Roma, 20 luglio 2021 - Maurizio Di Marzio è già libero a Parigi, l'ultimo ex terrorista rosso, che mancava alla lista dell'operazione internazionale di fine aprile "Ombre rosse" della Polizia italiana e francese, che portò all'arresto di sette ricercati per terrorismo, è tornato a casa. Di Marzio, fermato dalla gendarmi ieri mattina a seguito della richiesta di estradizione inoltrata dall'Italia, ora ha l'obbligo di firma ogni 15 giorni. 

Solo stamane Giovanna Zugaro, la 72enne compagna del prefetto Nicola Simone, morto lo scorso marzo a Roma e negli anni '80 gravemente ferito durante un tentativo di sequestro da parte delle Br, aveva salutato la notizia del fermo con parole di soddisfazione: "Finalmente è stato assicurato alla giustizia, meglio tardi che mai. Sono riusciti a prenderlo, e con la sua cattura, si chiude il cerchio. Sono contenta, e anche mio marito lo sarebbe, perché così si conclude una vicenda durata 40 anni, anche se per i gravi reati commessi non pagherà mai abbastanza". Ricordando il dolore con amarezza: "Era l'Epifania del 1982. Gli spararono tre proiettili in faccia, ma dopo un lungo ricovero si è salvato. Al contrario di altri colpiti dai terroristi ci è andata bene…".

Maurizio Di Marzio, 61 anni, militante delle Brigate rosse negli Anni di piombo, è stato condannato per diversi atti di terrorismo, e la sua pena non è ancora prescritta, ma sembrava caduta il 10 maggio, così la Corte d'Assise di Roma, con un provvedimento depositato l'8 luglio, lo ha rimesso tra i 'ricercati'. Di Marzio deve infatti ancora scontare cinque anni e nove mesi. La convalida dell'arresto, poco attesa da Roma, non è arrivata.

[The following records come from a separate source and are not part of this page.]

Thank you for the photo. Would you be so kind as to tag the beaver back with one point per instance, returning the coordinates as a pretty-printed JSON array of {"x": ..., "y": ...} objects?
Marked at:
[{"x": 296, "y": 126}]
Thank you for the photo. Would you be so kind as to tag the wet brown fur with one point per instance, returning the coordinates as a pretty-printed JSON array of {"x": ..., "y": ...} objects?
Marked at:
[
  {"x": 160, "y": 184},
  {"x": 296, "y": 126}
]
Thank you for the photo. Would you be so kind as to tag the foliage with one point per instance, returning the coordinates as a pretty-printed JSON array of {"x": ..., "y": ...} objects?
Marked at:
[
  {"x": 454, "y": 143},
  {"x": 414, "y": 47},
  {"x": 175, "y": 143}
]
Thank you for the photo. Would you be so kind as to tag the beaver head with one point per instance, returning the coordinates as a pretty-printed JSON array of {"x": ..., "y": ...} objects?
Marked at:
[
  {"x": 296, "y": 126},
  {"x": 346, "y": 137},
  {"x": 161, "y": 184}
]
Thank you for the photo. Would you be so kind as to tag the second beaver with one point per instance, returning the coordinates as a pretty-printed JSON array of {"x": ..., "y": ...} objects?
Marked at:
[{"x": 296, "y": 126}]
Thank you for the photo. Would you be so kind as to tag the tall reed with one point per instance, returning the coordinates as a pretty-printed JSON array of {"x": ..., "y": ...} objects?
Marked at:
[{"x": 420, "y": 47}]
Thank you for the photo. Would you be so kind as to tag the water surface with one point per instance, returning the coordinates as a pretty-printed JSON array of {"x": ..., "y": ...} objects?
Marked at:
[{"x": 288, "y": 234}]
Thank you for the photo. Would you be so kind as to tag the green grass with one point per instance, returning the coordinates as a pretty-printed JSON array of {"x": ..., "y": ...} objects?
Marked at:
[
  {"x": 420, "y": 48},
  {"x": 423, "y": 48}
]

Si spera non sparisca prima di mercoledì, che c'è la prima udienza di comparizione davanti alla Corte di Appello di Parigi, chiamata a decidere sulla sua eventuale custodia cautelare o, come avvenuto per gli altri nove ex terroristi arrestati, il rilascio sotto controllo giudiziario. 

Di Marzio a Parigi si era insediato all'inizio degli anni '90, e la polizia francese lo conosceva. Per decenni ha gestito un ristorante italiano. Oltre al ferimento di Simone il nome di Di Marzio è legato all'attentato al dirigente dell'ufficio provinciale del collocamento di Roma Enzo Retrosi, nel 1981.